Controlli serrati lungo tutta la filiera della pesca nel Salernitano, dove la Capitaneria di Porto di Salerno ha sequestrato oltre una tonnellata di prodotto ittico irregolare nell’ambito dell’operazione “S. Giuseppe 2026”.

L’attività, estesa a tutto il litorale della provincia di Salerno, ha visto l’impiego di uomini e mezzi della Guardia Costiera con l’obiettivo di rafforzare i controlli sulla sicurezza alimentare e garantire condizioni di leale concorrenza tra gli operatori del settore.

Dall’inizio dell’anno sono state effettuate circa 100 ispezioni, di cui 18 in mare, per un totale di circa 650 controlli. Le verifiche hanno portato all’elevazione di 43 sanzioni amministrative per un importo complessivo di oltre 71mila euro e al sequestro di circa 1.350 chilogrammi di prodotto ittico privo di etichettatura, documentazione di provenienza o corretta registrazione nei sistemi di tracciabilità.

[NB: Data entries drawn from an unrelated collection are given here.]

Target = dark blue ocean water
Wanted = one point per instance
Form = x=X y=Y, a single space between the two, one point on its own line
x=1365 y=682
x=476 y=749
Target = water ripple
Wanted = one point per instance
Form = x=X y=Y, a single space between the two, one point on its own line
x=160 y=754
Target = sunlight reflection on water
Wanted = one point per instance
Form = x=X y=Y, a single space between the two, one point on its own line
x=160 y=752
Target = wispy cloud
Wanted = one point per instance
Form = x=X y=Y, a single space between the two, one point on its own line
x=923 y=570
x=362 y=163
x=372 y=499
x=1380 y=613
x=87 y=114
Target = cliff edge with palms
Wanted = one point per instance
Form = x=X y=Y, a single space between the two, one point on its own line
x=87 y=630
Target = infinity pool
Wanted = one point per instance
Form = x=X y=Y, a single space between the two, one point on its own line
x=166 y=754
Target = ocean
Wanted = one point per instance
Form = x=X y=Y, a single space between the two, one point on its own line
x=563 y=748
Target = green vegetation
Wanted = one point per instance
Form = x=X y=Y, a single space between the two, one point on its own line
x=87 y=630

Particolarmente rilevante anche l’attività in mare, dove sono stati sequestrati 34 attrezzi da pesca non conformi, tra cui reti utilizzate per la pesca a strascico in violazione delle normative comunitarie, soprattutto per la mancata segnalazione e per dimensioni delle maglie non regolamentari.

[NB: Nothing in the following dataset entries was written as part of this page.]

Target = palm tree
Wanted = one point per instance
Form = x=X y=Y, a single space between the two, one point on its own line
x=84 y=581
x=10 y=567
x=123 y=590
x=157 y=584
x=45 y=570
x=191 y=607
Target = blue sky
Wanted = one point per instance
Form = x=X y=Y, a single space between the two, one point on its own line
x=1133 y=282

I controlli si sono intensificati tra il 13 e il 22 marzo, periodo in cui sono state eseguite 80 ispezioni e 350 verifiche, con 30 sanzioni per circa 55mila euro e il sequestro di oltre 1.000 chilogrammi di pescato. Particolare attenzione è stata riservata alla tracciabilità dei prodotti, elemento ritenuto essenziale per la tutela della salute pubblica e del consumatore.

Nel corso delle operazioni è stata inoltre individuata una pratica ritenuta pericolosa, consistente nel prelievo di acqua di mare all’interno delle aree portuali, successivamente utilizzata per lo spurgo dei molluschi. Una procedura irregolare che può esporre i consumatori a rischi sanitari, a causa dei possibili livelli di contaminazione presenti nelle acque portuali.

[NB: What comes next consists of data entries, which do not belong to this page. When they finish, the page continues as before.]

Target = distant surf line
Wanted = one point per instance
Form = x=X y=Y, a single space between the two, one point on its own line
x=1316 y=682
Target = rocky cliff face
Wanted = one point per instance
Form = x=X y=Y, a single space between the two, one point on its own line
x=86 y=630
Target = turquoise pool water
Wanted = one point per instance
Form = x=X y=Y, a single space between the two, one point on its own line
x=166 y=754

Sempre sul fronte della sicurezza alimentare, anche alla luce dei recenti casi di Epatite A registrati in Campania, nella sola giornata del 21 marzo sono stati sequestrati oltre 100 chilogrammi di mitili e frutti di mare non etichettati e venduti in condizioni non conformi alle norme igienico-sanitarie.

L’attività, coordinata dal IV Centro di controllo area pesca della Direzione marittima di Napoli, proseguirà anche nelle prossime settimane con verifiche mirate in mare, lungo la costa e nelle aree interne della provincia, «con l’obiettivo di rafforzare la legalità e la tutela dei consumatori».